Modern LLMs can now produce highly readable abstractive summaries, to the point where traditional automated metrics for evaluating summary quality, such as ROUGE, have become saturated. However, LLMs still sometimes introduce unwanted content into summaries, i.e., information inconsistent with or unsupported by their source. Measuring the occurrence of these often subtle ``hallucinations'' automatically has proved to be challenging. This in turn has motivated development of a variety of metrics intended to measure the factual consistency of generated summaries against their source. But are these approaches measuring what they purport to do? In this work, we stress-test automatic factuality metrics. Specifically, we investigate whether and to what degree superficial attributes of summary texts suffice to predict ``factuality'', finding that a (supervised) model using only such shallow features is reasonably competitive with SOTA factuality scoring methods. We then evaluate how factuality metrics respond to factual corrections in inconsistent summaries and find that only a few show meaningful improvements. In contrast, some metrics are more sensitive to benign, non-factual edits. Motivated by these insights, we show that one can ``game'' (most) automatic factuality metrics, i.e., reliably inflate ``factuality'' scores by appending innocuous sentences to generated summaries.Taken together, our results raise questions about the degree to which we should rely on existing automated factuality metrics and what exactly we want ``factuality metrics'' to measure.

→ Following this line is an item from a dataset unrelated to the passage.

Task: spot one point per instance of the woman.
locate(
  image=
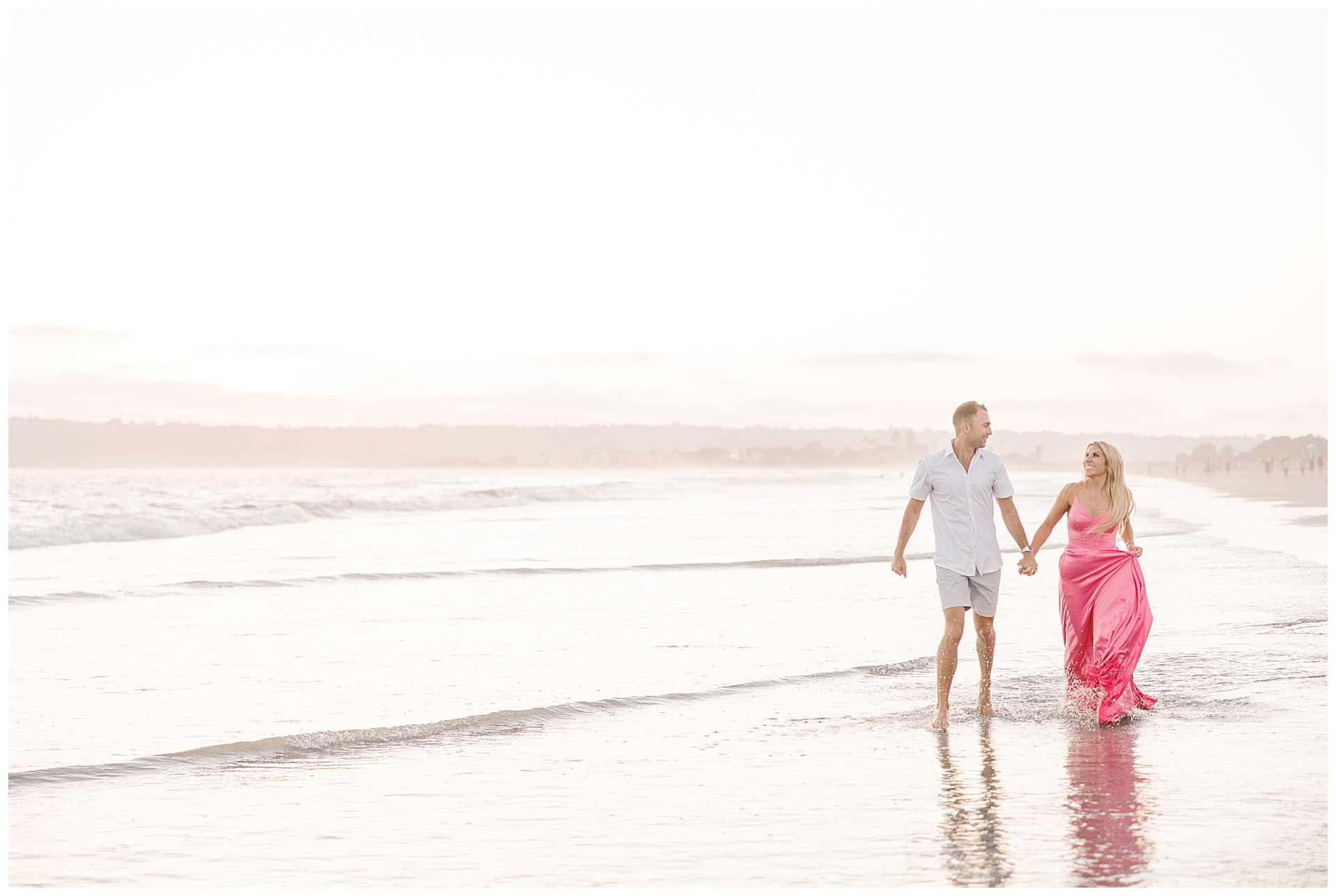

翻译：现代大型语言模型（LLM）现已能生成高度可读的抽象摘要，其质量已使ROUGE等传统自动摘要评估指标趋于饱和。然而，LLM有时仍会在摘要中引入非期望内容，即与源文本不一致或缺乏支持的信息。自动检测这些通常微妙的"幻觉"现象已被证明具有挑战性。这进而推动了多种旨在衡量生成摘要相对于源文本事实一致性的度量标准的发展。但这些方法是否真正测量了它们声称要测量的内容？本研究对自动事实性度量标准进行了压力测试。具体而言，我们探究摘要文本的表层特征是否足以预测"事实性"及其预测程度，发现仅使用此类浅层特征的（监督）模型与最先进的事实性评分方法具有相当的竞争力。随后我们评估事实性度量标准对不一致摘要中事实修正的响应，发现仅少数方法展现出有意义的改进。相比之下，某些度量标准对良性的非事实性编辑更为敏感。基于这些发现，我们证明可以"操纵"（大多数）自动事实性度量标准，即通过向生成摘要附加无关紧要的句子来可靠地提升"事实性"分数。综合而言，我们的研究结果引发了对现有自动事实性度量标准依赖程度的质疑，以及对"事实性度量标准"究竟应衡量何种本质的深层思考。